The baby slept in 20-minute increments. She wouldn’t eat. She seemed to be laboring to breathe.
Gretchen had respiratory syncytial virus (RSV), a common virus that usually causes mild colds in adults and older children but can send infants and the elderly to the hospital.
In Dane County and the rest of Wisconsin’s southern region, the number of RSV cases this year is on the rise, which is normal this time of year, according to state public health data.
But doctors say the children with RSV seem to be sicker than usual, and the sickest have spent more days in the hospital than normal.
“They are just sicker, with higher temperatures,” said Dr. Nicole Baumann-Blackmore, a pediatrician with Meriter Medical Group. “They have ended up in the hospital for more days.”
Right now, RSV seems to be more prevalent in Dane County than the much-publicized swine flu, or H1N1, she said.
“We have hospitalized several children with respiratory problems recently, all of which have had RSV,” said Baumann-Blackmore. “We have not hospitalized a patient for H1N1 since December 1, 2009.”
State influenza coordinator Thomas Haupt said it’s too early to tell whether it will be a memorable year for RSV.
“We have had these spikes (in the percentage of people testing positive for RSV) starting in December some years and not till February in others,” he said.

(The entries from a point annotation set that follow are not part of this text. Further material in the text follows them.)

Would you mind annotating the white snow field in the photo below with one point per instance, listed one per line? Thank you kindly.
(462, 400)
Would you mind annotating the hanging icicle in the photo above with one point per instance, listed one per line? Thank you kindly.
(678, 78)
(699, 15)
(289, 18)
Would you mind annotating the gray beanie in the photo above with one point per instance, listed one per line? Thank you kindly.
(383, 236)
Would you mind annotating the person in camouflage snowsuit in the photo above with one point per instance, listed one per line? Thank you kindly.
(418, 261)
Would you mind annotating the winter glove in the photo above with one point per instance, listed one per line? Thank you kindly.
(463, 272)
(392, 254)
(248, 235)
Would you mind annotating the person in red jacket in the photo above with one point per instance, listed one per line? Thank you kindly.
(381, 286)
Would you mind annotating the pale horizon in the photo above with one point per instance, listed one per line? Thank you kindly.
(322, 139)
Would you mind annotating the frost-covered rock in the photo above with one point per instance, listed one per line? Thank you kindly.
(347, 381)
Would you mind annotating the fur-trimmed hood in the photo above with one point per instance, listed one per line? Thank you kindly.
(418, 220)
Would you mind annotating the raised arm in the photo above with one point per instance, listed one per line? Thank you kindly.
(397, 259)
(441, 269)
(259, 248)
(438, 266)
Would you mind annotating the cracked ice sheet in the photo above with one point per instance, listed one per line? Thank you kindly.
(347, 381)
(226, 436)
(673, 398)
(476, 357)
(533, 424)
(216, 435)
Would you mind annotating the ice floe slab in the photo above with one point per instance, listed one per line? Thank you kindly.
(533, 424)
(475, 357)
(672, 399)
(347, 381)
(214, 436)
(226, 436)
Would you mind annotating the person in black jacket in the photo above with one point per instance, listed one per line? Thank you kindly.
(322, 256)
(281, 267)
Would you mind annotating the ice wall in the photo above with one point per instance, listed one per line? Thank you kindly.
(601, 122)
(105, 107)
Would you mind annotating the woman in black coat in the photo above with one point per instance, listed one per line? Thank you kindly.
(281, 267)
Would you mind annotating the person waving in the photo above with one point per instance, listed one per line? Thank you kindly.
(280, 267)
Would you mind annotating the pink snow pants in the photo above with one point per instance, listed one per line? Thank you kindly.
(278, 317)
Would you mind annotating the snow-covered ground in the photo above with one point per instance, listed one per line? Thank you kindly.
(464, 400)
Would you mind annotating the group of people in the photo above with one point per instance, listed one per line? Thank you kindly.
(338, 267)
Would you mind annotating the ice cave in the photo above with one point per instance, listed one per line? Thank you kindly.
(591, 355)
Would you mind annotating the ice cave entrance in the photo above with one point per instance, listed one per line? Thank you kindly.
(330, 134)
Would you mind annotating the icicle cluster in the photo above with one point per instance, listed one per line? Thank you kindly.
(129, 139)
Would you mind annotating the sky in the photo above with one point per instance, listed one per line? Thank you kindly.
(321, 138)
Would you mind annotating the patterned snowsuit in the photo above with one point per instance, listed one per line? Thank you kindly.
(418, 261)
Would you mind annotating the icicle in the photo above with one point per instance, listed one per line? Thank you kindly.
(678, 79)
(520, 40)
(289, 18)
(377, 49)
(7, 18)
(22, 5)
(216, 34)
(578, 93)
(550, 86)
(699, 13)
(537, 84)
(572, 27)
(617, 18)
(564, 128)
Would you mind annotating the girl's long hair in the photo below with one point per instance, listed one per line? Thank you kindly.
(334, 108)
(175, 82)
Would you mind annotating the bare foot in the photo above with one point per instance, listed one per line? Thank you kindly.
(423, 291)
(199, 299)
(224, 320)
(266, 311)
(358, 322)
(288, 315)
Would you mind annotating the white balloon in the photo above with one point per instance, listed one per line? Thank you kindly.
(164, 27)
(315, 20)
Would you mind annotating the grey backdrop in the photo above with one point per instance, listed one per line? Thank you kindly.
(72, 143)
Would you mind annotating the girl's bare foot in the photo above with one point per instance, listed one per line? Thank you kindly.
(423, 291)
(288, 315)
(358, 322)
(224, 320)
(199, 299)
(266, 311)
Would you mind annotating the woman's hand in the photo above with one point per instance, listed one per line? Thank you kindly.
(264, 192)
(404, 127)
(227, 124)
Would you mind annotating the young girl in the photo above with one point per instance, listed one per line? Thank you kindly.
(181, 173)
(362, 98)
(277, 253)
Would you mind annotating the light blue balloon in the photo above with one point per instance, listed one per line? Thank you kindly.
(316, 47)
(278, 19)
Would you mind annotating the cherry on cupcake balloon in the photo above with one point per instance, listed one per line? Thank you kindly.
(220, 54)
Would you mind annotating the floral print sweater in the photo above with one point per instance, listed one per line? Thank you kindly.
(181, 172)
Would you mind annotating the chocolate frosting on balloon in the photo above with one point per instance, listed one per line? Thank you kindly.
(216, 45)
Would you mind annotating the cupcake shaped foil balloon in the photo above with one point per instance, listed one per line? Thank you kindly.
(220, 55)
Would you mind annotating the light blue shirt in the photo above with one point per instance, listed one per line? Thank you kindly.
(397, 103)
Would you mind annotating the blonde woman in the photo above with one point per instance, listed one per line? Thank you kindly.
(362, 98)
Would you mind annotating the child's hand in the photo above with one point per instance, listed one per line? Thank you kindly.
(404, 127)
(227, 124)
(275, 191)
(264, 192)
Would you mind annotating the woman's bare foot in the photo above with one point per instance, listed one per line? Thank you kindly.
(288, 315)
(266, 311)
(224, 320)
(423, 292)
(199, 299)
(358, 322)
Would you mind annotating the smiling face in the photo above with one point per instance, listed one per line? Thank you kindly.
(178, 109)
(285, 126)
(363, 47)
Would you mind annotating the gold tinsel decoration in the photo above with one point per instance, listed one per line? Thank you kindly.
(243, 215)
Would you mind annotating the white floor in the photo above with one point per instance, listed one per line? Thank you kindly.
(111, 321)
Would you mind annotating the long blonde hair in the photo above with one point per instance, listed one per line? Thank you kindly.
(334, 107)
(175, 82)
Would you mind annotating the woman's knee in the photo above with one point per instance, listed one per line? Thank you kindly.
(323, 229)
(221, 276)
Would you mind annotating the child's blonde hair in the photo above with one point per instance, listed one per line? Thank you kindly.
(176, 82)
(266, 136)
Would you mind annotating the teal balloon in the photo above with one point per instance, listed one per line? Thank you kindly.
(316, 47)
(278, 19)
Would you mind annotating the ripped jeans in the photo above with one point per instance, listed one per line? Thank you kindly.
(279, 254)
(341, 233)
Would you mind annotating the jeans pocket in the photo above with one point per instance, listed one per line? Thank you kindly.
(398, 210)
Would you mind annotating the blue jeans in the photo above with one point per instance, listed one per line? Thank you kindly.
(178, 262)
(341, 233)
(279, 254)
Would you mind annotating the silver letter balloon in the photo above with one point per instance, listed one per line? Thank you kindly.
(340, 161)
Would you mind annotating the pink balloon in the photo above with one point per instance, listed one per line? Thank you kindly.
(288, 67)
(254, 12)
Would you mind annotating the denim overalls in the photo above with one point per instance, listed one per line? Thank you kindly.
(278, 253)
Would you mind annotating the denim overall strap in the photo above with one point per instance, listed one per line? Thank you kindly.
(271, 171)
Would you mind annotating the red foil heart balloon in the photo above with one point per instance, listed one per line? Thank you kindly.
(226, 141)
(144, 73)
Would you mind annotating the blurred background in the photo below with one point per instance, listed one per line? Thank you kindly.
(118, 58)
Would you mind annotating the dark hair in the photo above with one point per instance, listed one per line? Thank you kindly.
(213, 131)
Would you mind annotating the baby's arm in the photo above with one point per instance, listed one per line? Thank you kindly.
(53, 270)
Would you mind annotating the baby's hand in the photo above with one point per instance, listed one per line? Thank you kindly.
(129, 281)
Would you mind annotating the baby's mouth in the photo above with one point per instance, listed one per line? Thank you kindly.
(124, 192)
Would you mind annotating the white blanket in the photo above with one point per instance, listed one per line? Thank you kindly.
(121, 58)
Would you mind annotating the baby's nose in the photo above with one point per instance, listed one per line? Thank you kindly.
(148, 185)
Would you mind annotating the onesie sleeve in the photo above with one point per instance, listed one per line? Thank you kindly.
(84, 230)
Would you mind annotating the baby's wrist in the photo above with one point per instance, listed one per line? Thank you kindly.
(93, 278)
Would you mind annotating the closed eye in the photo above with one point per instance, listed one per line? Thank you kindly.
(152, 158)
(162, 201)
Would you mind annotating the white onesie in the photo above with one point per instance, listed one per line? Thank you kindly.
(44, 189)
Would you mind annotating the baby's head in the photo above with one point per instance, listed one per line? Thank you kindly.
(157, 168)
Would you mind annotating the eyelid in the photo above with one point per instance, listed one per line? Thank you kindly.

But, in Dane and surrounding counties, the numbers are still going up — positive results from RSV testing are up to close to 45 percent last week, Haupt said.
“That means there is definitely widespread activity and it’s still on the increase,” he said.
In other parts of Wisconsin, however, RSV has already peaked and started to ease off, he said.
Oberloh said her daughter’s illness started with coughing and phlegm.
“Then it was followed by wheezing,” she said. “The first time we went to the doctor she was choking to get breath. Because of that, she was not sleeping. The second time, all of the symptoms just got worse. She hadn’t eaten in 12 or 14 hours, and she could only sleep for 20-minute spurts because of the coughing and wheezing.”
On the second doctor’s visit, X-rays found Gretchen had the start of pneumonia.
There’s no antiviral treatment for the virus, said Dr. Michael Rock, a pediatric pulmonologist at UW Health. Because of swollen airways and wheezing, infants may not want to eat.
“It may not even be safe to feed them. For most children, it just has to run its course,” he said. “The majority of babies can tolerate the virus and be at home.”
But a small minority of babies, particularly those who were premature and have underlying health problems, will need hospitalization for oxygen and hydration, he said.
The symptoms may look bad, but they almost never result in death, Rock said.
Ellen Smith, nurse epidemiologist at St. Mary’s Hospital, said common sense can help minimize spread of the virus.
“That’s why it is so important to wash hands frequently, cover your coughs and sneezes, and don’t kiss young children,” she said.
For Gretchen, Thursday was a breakthrough day, Oberloh said — she’d finally slept through the night and started eating again. “She is definitely on the mend,” Oberloh said.